-
1. Re: Programmatic realm authentication in a servlet
mlavergn Aug 1, 2003 1:42 PM (in response to mlavergn)I made one small change that gets me closer to my goal, I think. Since my jboss-web.xml security-domain entry was java:/jaas/sso-app, I realized that this line:
(JaasSecurityManager) ctx.lookup("java:/jaas/http-invoker");
should be:
(JaasSecurityManager) ctx.lookup("java:/jaas/sso-app");
That now gets me the right JaasSecurityManager. However, I'm still unable to get a new Subject "pinned" in the JaasSecurityManager programmatically. I'm trying to get it to work using the JaasSecurityManager.isValid() method, so if I'm off base, let me know. -
2. Re: Programmatic realm authentication in a servlet
mlavergn Sep 5, 2003 1:34 PM (in response to mlavergn)To close this out, logging in "under the covers" would have required modifications to some of the JBoss JAAS classes at the Thread mapping level.

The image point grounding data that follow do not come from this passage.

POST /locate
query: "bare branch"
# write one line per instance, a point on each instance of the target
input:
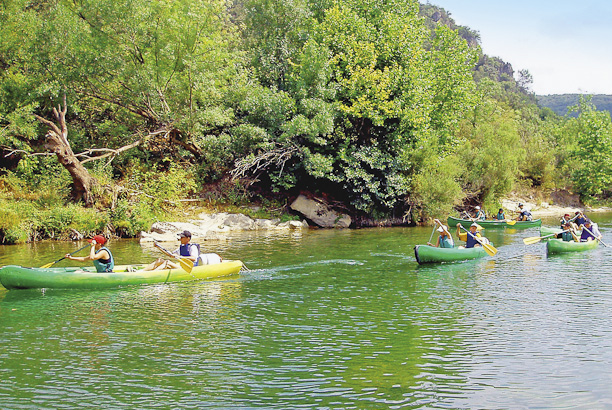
(110, 152)
(277, 157)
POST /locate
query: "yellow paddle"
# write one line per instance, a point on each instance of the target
(48, 265)
(186, 264)
(592, 234)
(490, 249)
(535, 239)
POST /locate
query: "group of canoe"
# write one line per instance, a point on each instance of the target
(433, 254)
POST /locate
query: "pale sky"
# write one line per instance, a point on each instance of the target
(566, 45)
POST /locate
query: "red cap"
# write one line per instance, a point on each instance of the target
(99, 239)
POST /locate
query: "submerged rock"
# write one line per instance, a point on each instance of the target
(320, 213)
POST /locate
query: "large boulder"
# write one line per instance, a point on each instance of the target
(319, 212)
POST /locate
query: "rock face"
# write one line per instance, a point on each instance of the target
(215, 226)
(320, 213)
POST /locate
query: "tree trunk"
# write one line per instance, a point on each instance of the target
(57, 143)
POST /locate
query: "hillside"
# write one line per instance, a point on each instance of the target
(559, 103)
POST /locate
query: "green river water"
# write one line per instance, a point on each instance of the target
(323, 319)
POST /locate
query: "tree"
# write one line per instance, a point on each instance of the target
(365, 91)
(593, 151)
(57, 143)
(166, 72)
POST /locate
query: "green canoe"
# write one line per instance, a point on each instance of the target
(18, 277)
(548, 230)
(493, 223)
(431, 254)
(554, 246)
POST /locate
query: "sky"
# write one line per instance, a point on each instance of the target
(566, 45)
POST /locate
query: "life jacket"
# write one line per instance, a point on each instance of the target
(585, 235)
(104, 265)
(185, 250)
(446, 242)
(470, 242)
(567, 236)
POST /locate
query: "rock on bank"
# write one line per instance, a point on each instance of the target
(215, 226)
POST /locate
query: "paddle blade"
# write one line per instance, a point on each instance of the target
(490, 249)
(532, 240)
(48, 265)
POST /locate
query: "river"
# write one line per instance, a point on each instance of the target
(323, 319)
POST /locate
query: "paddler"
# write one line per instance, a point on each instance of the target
(445, 240)
(98, 253)
(524, 214)
(470, 241)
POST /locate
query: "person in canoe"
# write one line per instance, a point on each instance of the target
(501, 215)
(445, 240)
(565, 219)
(524, 214)
(98, 253)
(569, 232)
(479, 214)
(470, 241)
(186, 250)
(591, 232)
(580, 218)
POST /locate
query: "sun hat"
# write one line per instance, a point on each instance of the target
(98, 238)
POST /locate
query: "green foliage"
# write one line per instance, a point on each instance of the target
(368, 86)
(493, 151)
(436, 189)
(593, 151)
(159, 188)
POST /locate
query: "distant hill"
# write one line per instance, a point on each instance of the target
(560, 102)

This diverted from a gaol of not modifiying the JBoss sources in ways that might create incompatibilities. The final solution was based on a variant of the method described in Java Developer's Journal August 2003 Issue 8 Volume 8 "Active Authentication".
-
3. Re: Programmatic realm authentication in a servlet
pgmjsd Sep 22, 2003 11:24 AM (in response to mlavergn)Here is the URL to the article.
Active Authentication
The article is good, but it seems to rely on 'redirects' rather than forwarding. Are there any disadvantages to this?
I'm having a similar problem. I have made a simple 'self registration' application where I want to add a new user, and if the user is sucessfully added, log them in. I guess I could just redirect using this scheme... hmmm.